Danger sur la représentation du personnel

La CFDT dénonce un risque de « déperdition des mandats » des délégués du personnel et des élus de CE après leur passage de deux à quatre ans.

Parmi les nombreuses mesures contestables de la loi PME, entrée en vigueur le 3 août dernier, l’extension de deux ans à quatre ans du mandat des délégués du personnel et des élus des comités d’entreprise de toutes les entreprises – et pas uniquement des PME – n’est pas passé inaperçue. Cette disposition a pourtant été décidée sans la moindre consultation des organisations syndicales. Sur la forme, « la CFDT aurait préféré qu’une négociation ait lieu en amont, dans les branches, pour établir la pertinence de cet allongement, au cas par cas, et pour débattre de l’organisation d’élections de représentativité le même jour », explique Rémi Jouan, secrétaire national. Sur le fond, « cette disposition risque de remettre en question la faculté, pour certains salariés, de choisir leurs représentants. En effet, dans une entreprise ou une branche qui connaît un “ turn-over ” particulièrement élevé, cette mesure écartera plus encore les salariés de la possibilité de se présenter aux élections et de voter ». Rémi Jouan souligne le « risque de déperdition des mandats » induit par cette loi. Certes, pour l’éviter, la loi met en place un système d’élections partielles, mais son fonctionnement est trop restreint. Pour les DP, les élections partielles ne peuvent être organisées, à l’initiative de l’employeur, que dans le cas où le nombre de délégués titulaires est réduit de moitié. Pour les comités d’entreprise, cette réduction de moitié des élus titulaires doit être prise en compte pour l’ensemble de la délégation du personnel, c’est-à-dire tous collèges confondus, ou si un collège n’est plus du tout représenté.
Dans un cas comme dans l’autre, rien n’est prévu en cas de départ des suppléants. « Si les suppléants démissionnent et que les titulaires sont absents, le personnel ne sera plus représenté », explique Huguette Puel, secrétaire confédérale. Cependant, « il doit être possible d’étendre aux suppléants le dispositif prévu pour les titulaires dans les protocoles préélectoraux. Mais le fait que cette possibilité ne soit pas dans la loi la rend fragile sur le plan juridique ».

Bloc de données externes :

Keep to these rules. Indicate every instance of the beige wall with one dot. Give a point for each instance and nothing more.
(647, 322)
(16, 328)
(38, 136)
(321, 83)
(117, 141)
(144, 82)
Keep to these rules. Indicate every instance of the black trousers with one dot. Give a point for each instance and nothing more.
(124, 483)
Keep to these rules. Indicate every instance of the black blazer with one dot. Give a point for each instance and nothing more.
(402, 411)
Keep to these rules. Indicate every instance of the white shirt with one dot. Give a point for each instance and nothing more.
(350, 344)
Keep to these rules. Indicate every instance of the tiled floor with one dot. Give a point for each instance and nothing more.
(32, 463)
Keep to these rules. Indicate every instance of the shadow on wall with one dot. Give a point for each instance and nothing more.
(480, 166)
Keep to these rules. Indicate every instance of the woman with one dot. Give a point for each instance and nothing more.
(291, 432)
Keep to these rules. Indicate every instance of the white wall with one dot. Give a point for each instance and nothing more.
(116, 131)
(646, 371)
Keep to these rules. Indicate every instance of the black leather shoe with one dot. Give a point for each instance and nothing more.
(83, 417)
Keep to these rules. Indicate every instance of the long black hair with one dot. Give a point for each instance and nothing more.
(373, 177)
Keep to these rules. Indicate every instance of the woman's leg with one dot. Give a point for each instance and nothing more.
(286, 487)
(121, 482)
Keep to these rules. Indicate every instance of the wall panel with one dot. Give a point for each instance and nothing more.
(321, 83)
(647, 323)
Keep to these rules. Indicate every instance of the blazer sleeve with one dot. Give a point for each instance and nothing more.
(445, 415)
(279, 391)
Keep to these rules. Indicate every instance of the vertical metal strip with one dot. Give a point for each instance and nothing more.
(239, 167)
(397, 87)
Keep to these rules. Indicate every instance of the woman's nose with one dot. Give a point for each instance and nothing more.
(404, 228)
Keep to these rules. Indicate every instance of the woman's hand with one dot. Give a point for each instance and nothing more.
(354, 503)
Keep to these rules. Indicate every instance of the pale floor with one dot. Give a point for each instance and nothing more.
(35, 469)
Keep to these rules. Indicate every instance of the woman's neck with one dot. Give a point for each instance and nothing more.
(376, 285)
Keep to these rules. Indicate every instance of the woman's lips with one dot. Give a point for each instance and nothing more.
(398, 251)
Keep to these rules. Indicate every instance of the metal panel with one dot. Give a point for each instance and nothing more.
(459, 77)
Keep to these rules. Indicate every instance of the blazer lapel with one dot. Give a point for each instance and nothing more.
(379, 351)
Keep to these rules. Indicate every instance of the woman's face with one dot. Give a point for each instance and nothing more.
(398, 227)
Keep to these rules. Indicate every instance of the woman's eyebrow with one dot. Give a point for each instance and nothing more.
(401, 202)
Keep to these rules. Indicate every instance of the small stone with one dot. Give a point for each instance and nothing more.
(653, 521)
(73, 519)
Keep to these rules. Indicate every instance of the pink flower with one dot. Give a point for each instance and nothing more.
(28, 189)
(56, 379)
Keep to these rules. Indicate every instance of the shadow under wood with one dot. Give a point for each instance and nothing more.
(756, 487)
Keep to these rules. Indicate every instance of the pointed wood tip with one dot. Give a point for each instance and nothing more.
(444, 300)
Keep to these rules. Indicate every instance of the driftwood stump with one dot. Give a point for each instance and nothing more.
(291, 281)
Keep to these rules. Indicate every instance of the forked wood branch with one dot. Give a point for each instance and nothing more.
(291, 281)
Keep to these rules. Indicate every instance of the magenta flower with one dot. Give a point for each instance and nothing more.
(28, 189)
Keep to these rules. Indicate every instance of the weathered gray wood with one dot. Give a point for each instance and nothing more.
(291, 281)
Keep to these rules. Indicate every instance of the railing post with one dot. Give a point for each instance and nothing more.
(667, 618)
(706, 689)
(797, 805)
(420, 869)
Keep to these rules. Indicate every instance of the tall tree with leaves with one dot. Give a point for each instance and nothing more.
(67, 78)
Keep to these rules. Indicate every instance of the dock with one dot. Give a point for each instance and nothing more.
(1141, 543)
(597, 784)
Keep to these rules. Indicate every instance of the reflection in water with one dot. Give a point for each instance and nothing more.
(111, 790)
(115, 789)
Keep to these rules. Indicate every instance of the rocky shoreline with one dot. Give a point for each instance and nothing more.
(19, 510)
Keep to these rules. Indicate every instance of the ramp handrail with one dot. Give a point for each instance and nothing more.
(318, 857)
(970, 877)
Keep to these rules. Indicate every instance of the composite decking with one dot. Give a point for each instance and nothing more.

Possibilité d’élections partielles. Rien n’est prévu non plus si l’employeur manque à cette obligation d’organiser des élections partielles. Pour les élections normales, un salarié ou une organisation syndicale représentative peut demander l’organisation des élections à l’employeur, qui dispose d’un mois pour s’exécuter. Les élections partielles ne sont d’ailleurs plus obligatoires si les conditions de leur déclenchement sont réunies moins de six mois avant le terme normal du mandat.
En pratique, un accord de branche, de groupe ou d’entreprise peut déroger à la loi et éviter ainsi d’appliquer les quatre ans. Ces accords peuvent fixer une durée de mandats comprise entre deux et quatre ans pour les délégués syndicaux et les élus aux comités d’entreprise, comités centraux d’entreprises, comités d’établissement ou de groupe. À défaut d’accord de ce type, les accords préélectoraux peuvent définir la durée des mandats. Ces dispositions ne s’appliquent qu’aux élections ayant lieu après la promulgation de la loi.